Archie Bunker: Would it make you feel any better if dey was pushed out of
windows?

~

Archie Bunker: Well, I'll tell you one thing about President Nixon. He keeps
Pat home. Which was where Roosevelt should have kept Eleanor. Instead he let
her run around loose until one day she discovered the colored. We never knew
they were there. She told them they were gettin' the short end of the stick
and we been having trouble ever since.

Mike: Let me tell you something Mr. Bunker...

Archie Bunker: No, let me tell you something, Mr. Stivic. You are a meathead!
A meathead, dead from head up! A meathead!

~

Archie Bunker: When your mother-in-law and me was goin' around together, it
was two years — we never — I never — I mean absolutely nothin', not 'til the
wedding night.

Edith Bunker: Yeah, and even then...

Gloria: I'm sorry, Mr. Davis, sometimes my father says the wrong things.

Sammy Davis Jr.: Yeah, I've noticed that.

Lionel Jefferson: But he's not a bad guy, Mr. Davis. I mean, like, he'd never
burn a cross on your lawn.

Sammy Davis Jr.: No, but if he saw one burning, he's liable to toast a
marshmallow on it.

~

Archie Bunker: Now, no prejudice intended, but I always check with the Bible
on these here things. I think that, I mean if God had meant for us to be
together he'd a put us together. But look what he done. He put you over in
Africa, and put the rest of us in all the white countries.

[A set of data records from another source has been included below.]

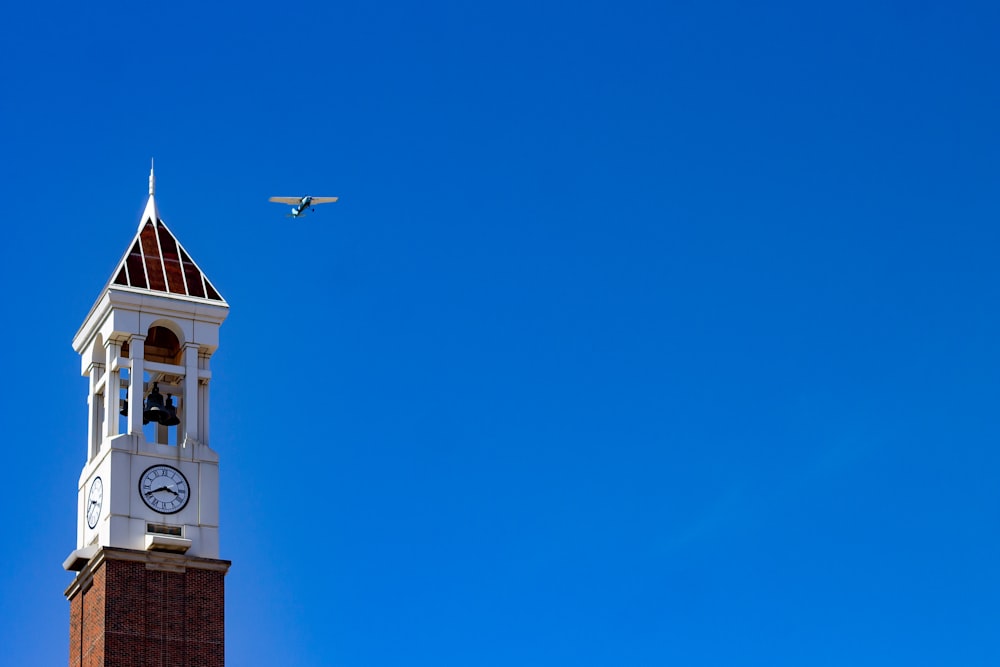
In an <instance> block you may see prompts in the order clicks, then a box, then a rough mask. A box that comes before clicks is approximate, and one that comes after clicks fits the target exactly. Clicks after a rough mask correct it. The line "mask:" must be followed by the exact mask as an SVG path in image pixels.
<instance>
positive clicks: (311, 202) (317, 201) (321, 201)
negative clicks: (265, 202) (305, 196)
mask: <svg viewBox="0 0 1000 667" xmlns="http://www.w3.org/2000/svg"><path fill="white" fill-rule="evenodd" d="M337 199H338V198H337V197H271V198H270V199H268V201H273V202H275V203H276V204H288V205H289V206H291V207H292V212H291V213H289V214H288V217H289V218H298V217H299V216H302V215H305V214H306V213H307V212H308V211H311V210H313V206H315V205H316V204H331V203H333V202H335V201H337Z"/></svg>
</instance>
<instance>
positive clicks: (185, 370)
mask: <svg viewBox="0 0 1000 667" xmlns="http://www.w3.org/2000/svg"><path fill="white" fill-rule="evenodd" d="M199 402H200V401H199V400H198V344H197V343H187V344H185V345H184V408H183V410H181V426H180V433H178V434H177V435H178V437H177V441H178V442H184V441H185V440H186V439H187V438H190V439H192V440H195V441H200V440H201V434H200V433H199V430H198V413H199V410H198V403H199Z"/></svg>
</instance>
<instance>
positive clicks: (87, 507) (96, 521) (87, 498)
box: [87, 477, 104, 528]
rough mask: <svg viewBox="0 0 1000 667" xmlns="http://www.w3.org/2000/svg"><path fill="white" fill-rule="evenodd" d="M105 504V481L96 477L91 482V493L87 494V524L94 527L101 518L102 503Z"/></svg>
mask: <svg viewBox="0 0 1000 667" xmlns="http://www.w3.org/2000/svg"><path fill="white" fill-rule="evenodd" d="M103 504H104V482H102V481H101V478H100V477H95V478H94V481H93V482H91V483H90V493H88V494H87V525H88V526H90V527H91V528H93V527H94V526H96V525H97V520H98V519H100V518H101V505H103Z"/></svg>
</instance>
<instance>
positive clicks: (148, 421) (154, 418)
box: [142, 382, 166, 424]
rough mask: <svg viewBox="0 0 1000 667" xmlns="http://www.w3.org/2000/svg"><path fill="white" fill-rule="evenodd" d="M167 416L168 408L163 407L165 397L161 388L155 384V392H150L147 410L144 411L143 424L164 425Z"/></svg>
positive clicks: (142, 422) (153, 390)
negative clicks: (149, 422)
mask: <svg viewBox="0 0 1000 667" xmlns="http://www.w3.org/2000/svg"><path fill="white" fill-rule="evenodd" d="M165 414H166V408H165V407H164V405H163V395H162V394H160V388H159V386H158V385H157V384H156V383H155V382H154V383H153V391H151V392H149V396H147V397H146V409H145V410H143V411H142V423H143V424H148V423H149V422H157V423H159V424H162V423H163V416H164V415H165Z"/></svg>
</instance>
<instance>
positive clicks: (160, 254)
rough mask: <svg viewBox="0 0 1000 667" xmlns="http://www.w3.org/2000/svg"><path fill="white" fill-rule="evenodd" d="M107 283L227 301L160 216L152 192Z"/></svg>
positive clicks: (198, 297) (209, 299)
mask: <svg viewBox="0 0 1000 667" xmlns="http://www.w3.org/2000/svg"><path fill="white" fill-rule="evenodd" d="M151 179H152V177H151ZM151 185H152V182H151ZM150 189H151V190H152V187H150ZM108 285H109V286H112V285H120V286H123V287H131V288H133V289H142V290H148V291H150V292H161V293H164V294H176V295H179V296H186V297H194V298H196V299H207V300H209V301H217V302H220V303H223V304H225V302H226V301H225V299H223V298H222V296H221V295H220V294H219V292H218V290H216V289H215V288H214V287H213V286H212V283H210V282H209V280H208V277H207V276H206V275H205V273H204V271H202V270H201V269H200V268H199V267H198V265H197V264H195V263H194V260H192V259H191V256H190V255H188V253H187V252H186V251H185V250H184V248H183V246H181V244H180V242H178V241H177V238H176V237H175V236H174V235H173V234H172V233H171V231H170V230H169V229H168V228H167V226H166V225H165V224H164V223H163V220H161V219H160V216H159V213H158V211H157V209H156V202H155V201H153V193H152V192H150V195H149V202H148V203H147V204H146V210H145V211H144V212H143V214H142V222H141V223H140V225H139V229H138V231H137V232H136V235H135V237H134V238H133V239H132V242H131V243H130V244H129V249H128V251H127V252H126V253H125V256H124V257H122V259H121V261H119V262H118V265H117V266H116V267H115V270H114V271H113V272H112V274H111V280H110V281H109V283H108Z"/></svg>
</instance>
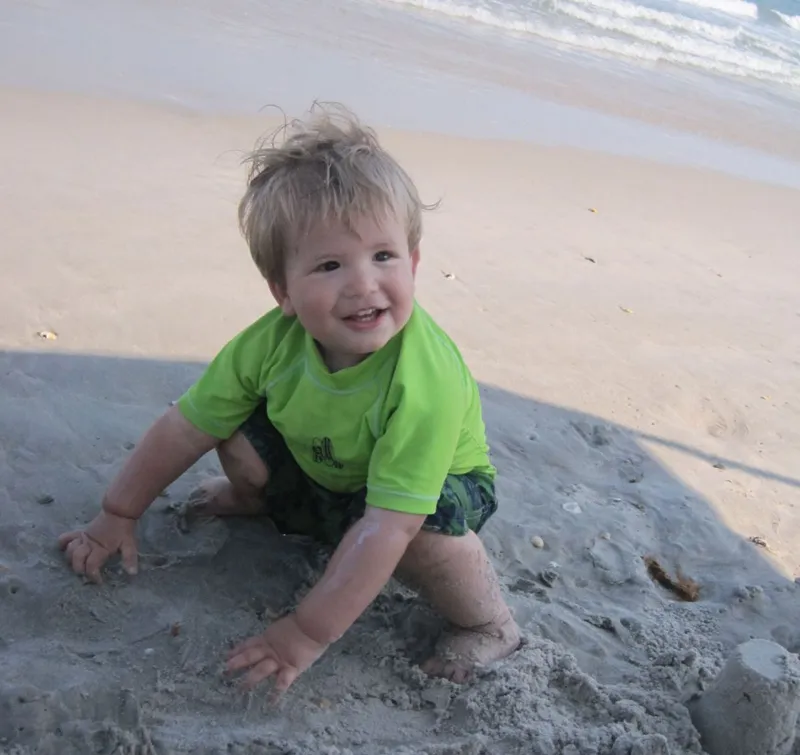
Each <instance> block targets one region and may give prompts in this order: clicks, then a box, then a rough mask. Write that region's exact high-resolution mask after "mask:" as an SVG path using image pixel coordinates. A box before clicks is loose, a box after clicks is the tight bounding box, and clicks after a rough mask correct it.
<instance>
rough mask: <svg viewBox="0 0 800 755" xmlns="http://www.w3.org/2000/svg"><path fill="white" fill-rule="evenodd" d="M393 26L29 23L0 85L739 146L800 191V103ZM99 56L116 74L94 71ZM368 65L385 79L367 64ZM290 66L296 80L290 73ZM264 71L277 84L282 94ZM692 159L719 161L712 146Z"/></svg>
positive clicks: (643, 146)
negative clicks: (396, 42) (788, 174)
mask: <svg viewBox="0 0 800 755" xmlns="http://www.w3.org/2000/svg"><path fill="white" fill-rule="evenodd" d="M315 7H316V6H315ZM348 7H349V6H348ZM385 11H386V12H387V13H389V12H390V11H391V13H390V16H389V17H391V18H392V19H393V24H391V25H390V24H387V23H385V21H384V19H382V18H380V17H376V16H372V15H370V14H369V13H367V12H366V11H365V10H364V9H362V10H360V11H354V10H353V8H350V9H349V11H348V13H347V14H345V18H346V23H345V21H344V20H343V18H340V17H339V15H338V14H337V13H336V12H334V11H333V10H331V9H328V8H326V7H324V6H323V7H321V8H318V11H317V12H316V13H313V14H308V18H307V19H306V18H303V19H302V23H301V21H300V20H298V17H297V14H298V13H299V11H297V10H294V11H293V10H292V9H291V8H290V7H289V6H288V5H287V6H286V7H284V4H282V3H278V4H276V6H275V7H274V8H271V10H270V14H271V15H269V16H268V17H267V18H266V19H260V20H258V19H251V18H250V16H247V15H246V7H245V6H242V8H238V6H232V7H231V8H230V9H228V11H227V12H226V13H227V14H228V15H226V14H224V13H222V12H221V11H220V10H219V9H213V8H212V9H203V10H201V9H197V10H194V11H189V10H188V9H177V8H172V7H171V6H170V5H165V6H164V7H163V8H162V9H161V10H160V11H154V10H152V9H150V10H147V9H143V8H140V9H136V8H133V7H127V6H122V5H117V6H113V5H112V6H108V7H107V8H102V9H101V8H99V7H91V4H88V5H87V4H86V3H83V4H79V5H78V6H76V7H75V8H74V9H72V10H71V11H70V12H69V13H66V12H60V11H59V10H58V9H57V8H50V9H47V10H41V9H35V8H30V9H28V8H21V9H18V13H17V15H16V17H15V19H14V21H13V23H12V24H9V25H8V27H7V28H6V30H5V33H3V30H0V49H4V53H3V56H4V57H2V58H0V62H3V66H2V68H0V70H1V71H2V72H3V73H2V74H0V85H3V86H7V87H8V86H13V87H16V88H20V89H39V90H41V91H64V92H69V91H76V93H79V94H86V95H99V96H109V97H113V98H120V99H126V98H134V99H137V100H140V101H153V102H156V103H159V104H161V103H163V104H170V103H173V104H177V105H182V106H185V107H188V108H189V109H191V110H193V111H195V112H198V113H200V114H205V115H236V114H241V113H245V112H247V111H250V112H253V113H255V112H257V111H258V110H259V109H260V108H262V107H263V106H264V105H265V103H266V102H277V103H280V104H282V105H284V106H285V107H286V108H288V109H295V108H304V107H306V106H307V104H308V103H310V102H311V101H312V100H313V99H315V98H322V99H339V100H343V101H346V102H350V103H352V104H353V105H354V106H355V108H356V109H358V110H359V111H360V112H363V113H364V117H366V118H368V119H370V120H371V121H374V122H380V123H381V124H383V125H386V126H394V127H399V128H406V129H410V130H435V131H438V132H441V133H449V132H453V133H458V134H460V135H463V136H471V137H476V136H487V137H489V138H503V139H508V138H512V139H523V140H525V141H529V142H533V143H536V142H539V143H542V142H545V143H547V142H548V141H552V140H553V139H554V138H557V137H558V134H559V131H560V130H561V129H562V126H563V124H567V125H569V124H571V123H572V124H578V125H573V126H572V128H573V130H575V129H578V128H579V129H580V130H581V131H582V132H583V133H584V134H585V138H586V139H587V141H588V142H590V144H589V145H588V147H589V148H590V149H594V148H597V144H598V143H597V141H596V140H595V142H594V143H591V142H592V139H593V132H595V131H598V132H605V131H607V132H608V136H606V137H604V139H605V143H606V144H607V145H610V147H611V148H612V149H613V148H614V147H615V146H616V147H620V146H626V147H629V145H630V144H631V142H641V145H639V146H640V148H641V150H642V151H643V152H644V151H649V152H650V153H651V154H655V155H658V154H660V153H661V152H663V151H664V150H665V147H664V145H665V144H667V142H668V138H669V137H670V132H672V133H673V134H675V135H676V138H677V140H678V141H681V139H682V137H683V141H686V140H687V139H688V141H689V142H692V141H698V139H697V138H700V137H702V139H707V140H710V141H709V142H708V144H711V145H712V148H713V145H714V143H716V144H717V146H718V147H724V146H726V145H730V150H729V151H730V152H731V153H732V152H733V151H734V147H743V148H750V149H753V150H757V151H760V152H763V153H765V154H766V155H770V156H772V157H774V158H785V159H787V160H790V161H792V163H793V164H792V166H790V169H791V170H796V171H797V176H798V178H797V181H798V182H799V183H800V128H798V127H797V125H796V124H797V114H798V113H800V103H799V104H796V105H792V104H791V103H789V102H788V101H787V102H785V103H783V104H778V103H773V104H770V102H771V97H770V95H769V94H768V93H767V92H758V90H756V89H752V91H750V90H748V93H747V94H744V93H742V94H741V97H742V99H741V101H738V102H737V101H734V100H733V99H731V97H728V96H724V95H723V94H721V92H722V91H723V89H724V87H721V88H715V87H714V85H713V84H712V83H711V82H710V81H709V80H706V79H703V78H701V77H694V78H692V77H691V76H689V75H688V74H685V75H683V77H681V76H680V75H676V74H673V73H671V72H670V71H669V69H659V68H658V67H655V68H653V69H652V70H651V71H646V70H645V69H641V70H638V69H637V70H634V69H633V68H631V67H629V66H627V65H626V64H624V63H622V62H621V61H618V60H615V59H611V58H609V59H608V60H604V59H603V58H599V59H598V60H600V61H602V62H601V64H600V65H599V66H595V65H594V64H593V63H592V62H591V61H587V62H585V63H579V62H578V61H577V60H575V59H572V58H570V57H568V56H567V57H563V58H561V57H559V56H558V54H557V52H556V51H555V50H546V49H545V48H543V47H540V46H537V45H534V44H531V45H512V44H508V45H501V44H491V45H489V46H487V45H485V44H483V42H482V41H481V39H480V38H477V37H475V38H473V37H471V36H470V35H468V34H457V35H455V36H454V37H453V38H452V39H451V38H450V37H448V35H447V33H445V32H443V31H442V29H438V30H437V29H436V26H435V25H432V26H431V27H430V28H429V27H428V26H426V24H425V23H421V22H420V21H419V20H418V19H416V18H414V17H413V14H409V15H408V17H406V16H407V14H406V13H405V12H400V11H398V10H396V9H391V8H389V9H385ZM243 13H244V14H245V15H244V16H242V17H241V18H239V16H238V15H237V14H243ZM245 21H252V23H253V24H254V25H253V27H252V28H251V29H247V28H245ZM181 24H182V25H183V26H182V25H181ZM331 29H335V30H337V32H336V33H337V34H340V35H342V40H343V41H342V43H341V45H339V46H334V45H333V44H332V42H331V34H332V32H331ZM396 34H401V36H402V39H403V47H402V48H401V47H398V46H397V44H396V42H395V41H394V36H393V35H396ZM490 36H491V35H490ZM43 38H44V39H46V40H47V44H46V46H43V45H42V39H43ZM85 49H92V50H94V53H93V55H94V56H95V57H94V58H91V59H90V58H88V57H87V56H86V55H85V54H84V50H85ZM144 49H147V50H148V51H149V52H148V55H146V56H143V55H141V54H140V53H141V51H142V50H144ZM487 53H488V54H487ZM98 57H99V58H102V59H104V60H105V63H104V65H103V66H102V67H98V66H96V65H95V64H94V60H95V59H96V58H98ZM367 60H368V61H369V66H365V65H362V64H361V63H360V62H359V61H367ZM284 67H286V68H289V69H290V70H291V74H289V75H282V74H278V72H279V71H280V70H281V69H282V68H284ZM260 71H264V72H269V73H267V74H266V79H264V80H262V79H261V77H260V76H259V73H258V72H260ZM533 71H535V75H532V73H531V72H533ZM271 72H275V74H274V75H273V74H272V73H271ZM734 89H735V85H734V84H729V85H728V86H727V89H725V91H728V90H729V91H730V92H733V91H734ZM744 91H745V90H744V88H743V89H742V92H744ZM256 92H258V94H255V93H256ZM465 128H468V129H469V131H467V132H466V133H462V132H463V131H464V129H465ZM659 132H660V137H659V136H658V134H659ZM692 137H695V138H694V139H693V138H692ZM575 138H578V137H577V136H575V137H573V141H574V139H575ZM700 141H702V140H700ZM681 149H684V151H686V152H687V153H688V151H689V150H690V149H693V150H694V151H695V152H697V153H702V152H703V146H702V144H700V143H699V142H698V146H695V147H691V148H690V147H685V148H683V147H681ZM734 159H735V156H728V157H726V156H722V157H720V161H721V162H724V161H726V160H734ZM787 170H788V169H787Z"/></svg>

Sammy Davis Jr.: Well, he must've told 'em where we were because somebody came
and got us.

------
neonate
[https://archive.md/SkzfN](https://archive.md/SkzfN)

------
claudeganon
Violent, fringe, left-wing movements are of little importance because they
have no corollary representation in electoral politics and are largely
defunct. They’re likewise so far outside the neoliberal consensus of the
Democratic Party that they have little hope of finding their way in.

The same, unfortunately, cannot be said for the right, which has a great deal
of transit between milita groups, white supremacists, and the Republican
political establishment. This is clear in Trump’s pardon of Amon Bundy, the
dismantling of counterintelligence monitoring these groups’ activities, and in
the rhetoric of politicians like Iowa representative Steve King.

------
LatteLazy
In the past, division has been over real issues. Today its over nothing.

------
matwood
I maybe wrong in thinking about this way, but in the 1970s people were
debating over topics that were debatable. Vietnam for example, an argument can
be made it was the right move to get involved. And, an argument can be made it
was a mistake. Same with socialism vs. capitalism and a myriad of other large,
complex topics.

Now the divide is around the basics of the scientific method. People think
that vaccines have killed more people than they help. They think that
hydrochloroquine is a wunderdrug and Bill Gates is suppressing its use so he
can make more money. I see disagreements that are not arguable on any merit.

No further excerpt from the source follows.